The attack, attributed to the ALPHV/BlackCat ransom gang, disrupted Henry Schein’s website, impacting manufacturing and distribution operations. This prompted the shutdown of specific systems to contain the incident.

As a result, customers experienced disruptions in online orders, leading to supply chain delays. Despite the company’s engagement with cybersecurity experts and law enforcement, stakeholders reported a lack of updates beyond the initial statement.

Although initially termed a ‘cyber incident,’ the breach notice confirms ongoing investigations alongside plans to mail credit monitoring and identity protection forms to affected individuals.

The ransom group claimed possession of substantial internal data and threatened to publish stolen information, indicating potential employee and shareholder PII exposure.

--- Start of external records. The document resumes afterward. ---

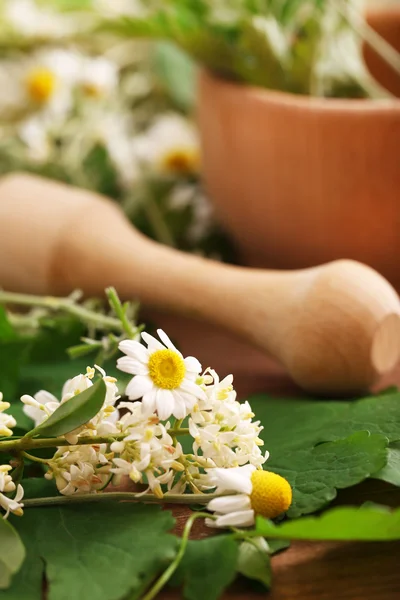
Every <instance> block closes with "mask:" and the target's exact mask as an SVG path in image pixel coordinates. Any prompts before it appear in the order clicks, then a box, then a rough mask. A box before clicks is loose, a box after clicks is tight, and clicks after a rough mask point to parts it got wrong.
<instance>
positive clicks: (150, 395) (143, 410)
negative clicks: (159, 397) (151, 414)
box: [142, 388, 156, 417]
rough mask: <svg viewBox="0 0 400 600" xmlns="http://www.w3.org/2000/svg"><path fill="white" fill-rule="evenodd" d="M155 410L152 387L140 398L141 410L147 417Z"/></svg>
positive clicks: (154, 394) (155, 394)
mask: <svg viewBox="0 0 400 600" xmlns="http://www.w3.org/2000/svg"><path fill="white" fill-rule="evenodd" d="M155 410H156V390H155V389H154V388H153V389H152V390H150V391H149V392H147V393H146V394H145V395H144V396H143V399H142V412H143V416H144V417H148V416H149V415H151V414H152V413H153V412H155Z"/></svg>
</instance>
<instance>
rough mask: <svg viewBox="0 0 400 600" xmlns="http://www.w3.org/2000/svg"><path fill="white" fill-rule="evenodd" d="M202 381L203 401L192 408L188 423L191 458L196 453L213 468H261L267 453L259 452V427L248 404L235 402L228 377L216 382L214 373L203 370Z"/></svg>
mask: <svg viewBox="0 0 400 600" xmlns="http://www.w3.org/2000/svg"><path fill="white" fill-rule="evenodd" d="M202 380H203V382H204V390H205V392H206V396H207V398H206V400H204V399H203V400H200V401H199V402H198V403H197V404H196V405H195V406H194V408H193V410H192V412H191V415H190V419H189V431H190V434H191V436H192V437H193V438H194V443H193V452H194V453H195V455H199V453H200V455H201V456H204V457H205V458H207V459H210V460H211V461H213V463H214V464H215V466H217V467H238V466H243V465H245V464H246V463H250V464H252V465H254V466H256V467H259V466H261V465H262V464H264V462H265V461H266V460H267V458H268V452H266V453H265V454H262V452H261V450H260V446H262V445H263V443H264V442H263V441H262V440H261V439H260V438H259V434H260V432H261V430H262V427H261V425H260V422H259V421H253V420H252V419H253V417H254V413H253V412H252V410H251V406H250V404H249V403H248V402H244V403H242V404H241V403H240V402H237V400H236V392H235V390H234V389H233V385H232V384H233V377H232V375H228V376H227V377H225V378H224V379H223V380H222V381H220V380H219V377H218V374H217V373H216V372H215V371H213V370H212V369H207V371H206V372H205V373H204V375H203V377H202Z"/></svg>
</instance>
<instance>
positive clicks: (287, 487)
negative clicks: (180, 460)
mask: <svg viewBox="0 0 400 600" xmlns="http://www.w3.org/2000/svg"><path fill="white" fill-rule="evenodd" d="M207 475H208V477H209V483H210V485H212V486H213V487H215V488H216V491H215V493H216V494H221V497H220V498H214V499H213V500H211V501H210V502H209V503H208V505H207V508H208V510H210V511H212V512H214V514H215V517H216V519H206V524H207V525H208V526H209V527H249V526H251V525H254V522H255V517H256V515H262V516H264V517H266V518H267V519H273V518H275V517H277V516H279V515H280V514H282V513H284V512H286V511H287V510H288V508H289V507H290V505H291V503H292V488H291V487H290V485H289V483H288V482H287V481H286V479H283V477H281V476H280V475H277V474H276V473H270V472H268V471H261V470H258V469H256V468H255V467H254V466H253V465H246V466H244V467H237V468H233V469H218V468H216V469H209V470H208V471H207ZM225 493H230V494H231V495H229V496H223V494H225Z"/></svg>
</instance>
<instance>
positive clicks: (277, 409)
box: [251, 389, 400, 516]
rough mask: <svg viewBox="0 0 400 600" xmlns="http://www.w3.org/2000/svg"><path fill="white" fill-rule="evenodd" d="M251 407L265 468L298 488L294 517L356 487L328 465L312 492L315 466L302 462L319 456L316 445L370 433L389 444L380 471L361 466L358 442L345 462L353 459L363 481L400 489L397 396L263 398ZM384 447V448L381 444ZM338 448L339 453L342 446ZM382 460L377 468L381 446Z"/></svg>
mask: <svg viewBox="0 0 400 600" xmlns="http://www.w3.org/2000/svg"><path fill="white" fill-rule="evenodd" d="M251 405H252V408H253V411H254V412H255V414H256V415H257V418H258V419H260V420H261V422H262V424H263V426H264V430H263V431H262V433H261V437H262V438H263V440H264V441H265V446H266V448H267V449H268V450H269V451H270V458H269V460H268V462H267V463H266V464H265V468H266V469H268V470H272V471H276V472H277V473H280V474H282V475H283V476H287V477H288V479H289V480H290V481H291V483H293V485H294V499H295V501H294V506H293V509H292V510H291V511H290V513H289V514H290V516H299V514H302V513H303V512H304V513H306V512H312V511H313V510H318V509H319V508H322V507H323V506H324V504H326V502H327V501H329V499H332V498H333V497H334V494H333V495H332V489H333V488H337V489H338V488H342V487H347V486H348V485H354V483H355V481H354V483H350V480H353V477H347V475H346V473H345V472H342V473H340V472H338V470H337V469H335V465H331V464H330V463H329V462H327V464H326V468H324V469H318V471H319V476H318V478H317V482H316V484H315V489H313V478H314V477H315V476H314V474H313V470H314V469H315V466H313V464H312V463H307V464H306V463H305V462H304V461H305V457H306V456H308V455H309V453H310V452H311V453H312V455H313V456H315V452H317V453H319V452H321V450H318V449H317V448H318V444H321V443H323V442H334V441H339V440H343V439H345V438H347V437H349V436H351V435H352V434H354V433H357V432H360V431H369V432H371V433H373V434H374V435H380V436H383V437H385V438H387V439H388V440H389V441H390V442H391V445H390V447H389V450H388V454H387V458H386V461H385V462H384V464H383V466H382V468H381V469H378V470H377V471H375V472H374V471H371V470H370V469H371V468H372V466H373V463H372V462H371V461H370V458H368V456H367V455H364V458H365V459H366V462H365V463H364V465H362V461H363V460H364V458H363V451H362V452H361V454H360V453H358V448H357V444H355V443H354V440H353V443H352V444H351V445H349V444H347V450H348V452H349V454H348V455H347V460H350V458H351V455H352V456H353V458H352V459H351V462H352V464H357V465H358V468H360V469H361V471H362V470H364V473H365V477H369V476H373V477H375V478H379V479H382V480H384V481H388V482H390V483H393V484H395V485H400V451H399V450H398V446H397V445H396V443H395V442H396V441H397V440H400V393H399V392H398V390H395V389H394V390H386V391H385V392H384V393H382V395H378V396H371V397H368V398H363V399H361V400H357V401H352V402H334V401H331V402H329V401H325V402H317V401H314V400H311V401H309V400H295V399H294V400H276V399H271V398H269V397H267V396H263V395H259V396H256V397H254V398H252V399H251ZM381 442H382V444H383V440H382V439H381ZM368 444H372V445H373V444H374V441H373V440H369V442H368V441H367V445H368ZM372 445H371V446H370V448H371V449H372ZM336 448H337V449H340V448H341V445H339V446H336ZM314 449H315V450H314ZM328 449H329V447H328ZM361 450H362V449H361ZM378 454H379V456H378V455H376V456H375V459H376V460H377V462H379V461H380V460H381V458H382V445H380V450H379V453H378ZM357 455H358V456H357ZM300 456H302V457H304V461H303V466H302V465H300V464H299V462H300ZM296 457H297V458H296ZM379 457H380V458H379ZM320 458H321V459H322V458H323V456H322V455H321V457H320ZM336 466H337V467H339V468H340V466H341V464H340V463H339V462H337V461H336ZM361 471H360V472H361ZM368 473H369V475H368ZM334 481H336V483H334ZM359 481H361V479H360V480H359ZM321 486H322V487H321ZM305 488H307V489H308V492H307V494H304V490H305ZM329 489H330V492H329V491H328V490H329ZM307 496H308V499H307ZM324 498H325V499H324ZM298 510H300V512H298Z"/></svg>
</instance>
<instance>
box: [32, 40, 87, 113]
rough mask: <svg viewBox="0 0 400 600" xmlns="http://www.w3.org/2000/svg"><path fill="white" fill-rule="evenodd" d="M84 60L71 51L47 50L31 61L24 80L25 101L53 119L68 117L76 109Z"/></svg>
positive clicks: (69, 50)
mask: <svg viewBox="0 0 400 600" xmlns="http://www.w3.org/2000/svg"><path fill="white" fill-rule="evenodd" d="M81 67H82V56H81V55H80V54H78V53H76V52H74V51H71V50H61V49H52V50H43V51H41V52H38V53H37V54H35V55H33V56H32V57H30V58H29V60H28V62H27V65H26V68H25V70H24V72H23V74H22V77H21V90H22V94H21V95H22V98H21V100H22V101H23V102H24V103H25V104H26V105H27V106H32V107H36V109H38V110H44V109H45V110H46V111H47V112H48V113H50V114H51V115H52V116H53V118H61V117H64V116H65V114H66V113H67V112H68V110H69V109H70V108H71V106H72V101H73V88H74V86H75V85H76V83H77V81H78V78H79V75H80V70H81Z"/></svg>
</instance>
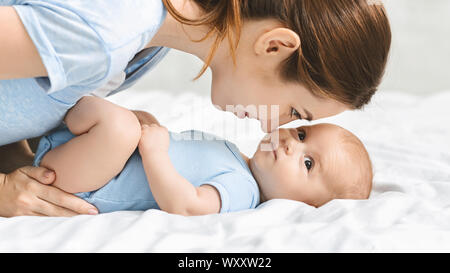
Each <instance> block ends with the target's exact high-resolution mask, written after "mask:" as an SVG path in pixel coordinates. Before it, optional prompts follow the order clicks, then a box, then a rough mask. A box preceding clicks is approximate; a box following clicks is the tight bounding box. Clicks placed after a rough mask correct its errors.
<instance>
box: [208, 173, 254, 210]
mask: <svg viewBox="0 0 450 273" xmlns="http://www.w3.org/2000/svg"><path fill="white" fill-rule="evenodd" d="M202 185H210V186H213V187H215V188H216V189H217V191H218V192H219V194H220V199H221V208H220V213H226V212H236V211H241V210H246V209H253V208H256V206H257V205H258V203H259V190H258V186H257V185H256V182H255V181H254V180H251V179H250V178H249V177H248V176H246V175H243V174H241V173H239V172H229V173H225V174H221V175H219V176H216V177H214V178H212V179H211V180H210V181H208V182H205V183H202Z"/></svg>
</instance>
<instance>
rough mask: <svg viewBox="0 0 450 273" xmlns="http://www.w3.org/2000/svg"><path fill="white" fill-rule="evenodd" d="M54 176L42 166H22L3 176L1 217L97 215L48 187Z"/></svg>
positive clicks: (59, 189) (86, 205)
mask: <svg viewBox="0 0 450 273" xmlns="http://www.w3.org/2000/svg"><path fill="white" fill-rule="evenodd" d="M54 180H55V173H54V172H52V171H49V170H47V169H46V168H42V167H30V166H27V167H22V168H20V169H17V170H15V171H14V172H12V173H9V174H7V175H5V174H1V173H0V216H2V217H12V216H24V215H29V216H31V215H36V216H74V215H78V214H97V213H98V211H97V209H96V208H95V207H94V206H93V205H91V204H89V203H87V202H86V201H84V200H83V199H81V198H78V197H76V196H75V195H72V194H69V193H66V192H64V191H62V190H60V189H58V188H56V187H53V186H49V185H50V184H51V183H53V181H54Z"/></svg>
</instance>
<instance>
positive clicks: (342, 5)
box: [0, 0, 391, 216]
mask: <svg viewBox="0 0 450 273" xmlns="http://www.w3.org/2000/svg"><path fill="white" fill-rule="evenodd" d="M0 3H1V6H0V41H1V42H0V60H2V61H1V62H0V80H2V81H0V145H6V146H4V147H3V148H2V149H0V158H2V162H5V163H6V160H5V158H10V157H16V159H14V160H8V164H9V166H5V167H3V169H0V171H3V172H4V173H7V172H10V173H9V174H8V175H5V174H0V183H2V184H0V185H1V186H0V215H2V216H14V215H51V216H56V215H74V214H77V213H89V211H90V210H92V209H94V210H95V208H93V207H91V206H90V205H89V204H87V203H83V202H82V201H81V200H79V199H76V198H75V197H73V196H71V195H68V194H66V193H64V192H61V191H58V190H57V189H56V188H53V187H51V186H47V185H45V184H51V183H52V181H53V179H54V174H53V173H52V172H49V173H48V175H47V176H45V172H46V171H49V170H45V169H42V168H31V167H23V168H19V167H22V166H24V165H29V164H28V163H29V162H30V161H29V159H30V157H31V156H32V153H31V151H30V150H29V147H27V143H26V142H25V141H24V139H27V138H32V137H36V136H40V135H42V134H44V133H46V132H47V131H49V130H51V129H53V128H55V127H57V126H58V125H59V124H60V122H61V120H62V119H63V117H64V115H65V113H66V112H67V111H68V110H69V109H70V108H71V107H72V106H73V105H74V104H75V103H76V102H77V101H78V100H79V99H80V98H81V97H82V96H83V95H86V94H89V93H94V94H95V95H97V96H108V95H111V94H114V93H116V92H119V91H122V90H124V89H126V88H128V87H129V86H131V85H132V84H133V83H134V82H135V81H136V80H138V79H139V78H140V77H141V76H142V75H143V74H144V73H146V72H148V71H149V70H150V68H152V67H154V66H155V65H156V64H157V62H158V61H159V60H160V59H161V58H163V56H164V55H165V54H166V52H167V50H168V48H175V49H178V50H181V51H184V52H186V53H190V54H194V55H195V56H197V57H199V58H200V59H202V60H203V61H204V63H205V65H204V68H203V69H202V71H201V73H200V75H201V74H202V73H203V72H204V71H205V70H206V69H207V68H208V67H210V68H211V71H212V92H211V97H212V102H213V104H215V105H216V106H218V107H219V108H220V109H222V110H225V109H227V110H229V109H233V110H229V111H233V112H234V113H235V114H236V115H237V116H239V117H240V118H243V117H245V116H247V117H250V118H255V119H258V120H260V121H261V124H262V128H263V130H265V131H270V130H273V129H275V128H274V127H276V126H277V125H282V124H286V123H288V122H291V121H293V120H295V119H307V120H313V119H320V118H324V117H328V116H332V115H335V114H338V113H340V112H343V111H345V110H354V109H360V108H362V107H363V106H364V105H365V104H367V103H368V102H369V101H370V99H371V97H372V95H373V94H374V93H375V91H376V90H377V87H378V85H379V84H380V81H381V78H382V75H383V73H384V69H385V66H386V62H387V57H388V53H389V49H390V44H391V32H390V26H389V22H388V19H387V16H386V13H385V10H384V8H383V6H382V5H381V4H379V3H378V2H377V1H366V0H162V1H161V0H152V1H148V0H133V1H121V0H107V1H106V0H96V1H82V0H73V1H64V0H52V1H51V0H40V1H25V0H0ZM12 5H14V6H12ZM200 75H199V76H200ZM230 105H231V106H236V105H243V106H251V105H254V106H267V109H269V110H270V109H271V107H270V106H273V105H276V106H278V110H279V112H278V115H277V116H275V117H274V118H273V119H272V113H271V112H270V111H268V113H262V112H255V113H249V112H245V110H234V109H237V108H235V107H231V108H229V107H227V106H230ZM258 109H260V107H259V108H258ZM136 114H137V116H138V118H140V119H141V120H144V119H146V118H151V117H149V116H147V115H146V114H145V113H141V112H136ZM268 117H271V118H268ZM18 141H19V142H18ZM5 163H4V165H6V164H5ZM0 167H1V166H0ZM17 168H19V169H17ZM5 169H6V170H7V171H5ZM15 169H17V170H15ZM13 170H15V171H13ZM1 181H3V182H1ZM39 182H40V183H39ZM91 213H95V211H93V212H91Z"/></svg>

Speculations arose when Henry Schein was removed from the ransom group’s leak site, hinting at potential ransom payment. The ALPHV/BlackCat gang, known for its extensive ransomware activities, operates on a ransomware-as-a-service model, having targeted various entities, causing significant financial losses.

Their tactics involve triple-extortion strategies, impacting companies like MGM Resorts, Caesars International, Clorox, Dole, NCR, Next Gen Healthcare, Seiko, Mazars Group, among others. The group’s activities are estimated to have incurred over $1 billion in lost revenue in 2023 and accounted for a significant portion of ransomware attacks in recent years.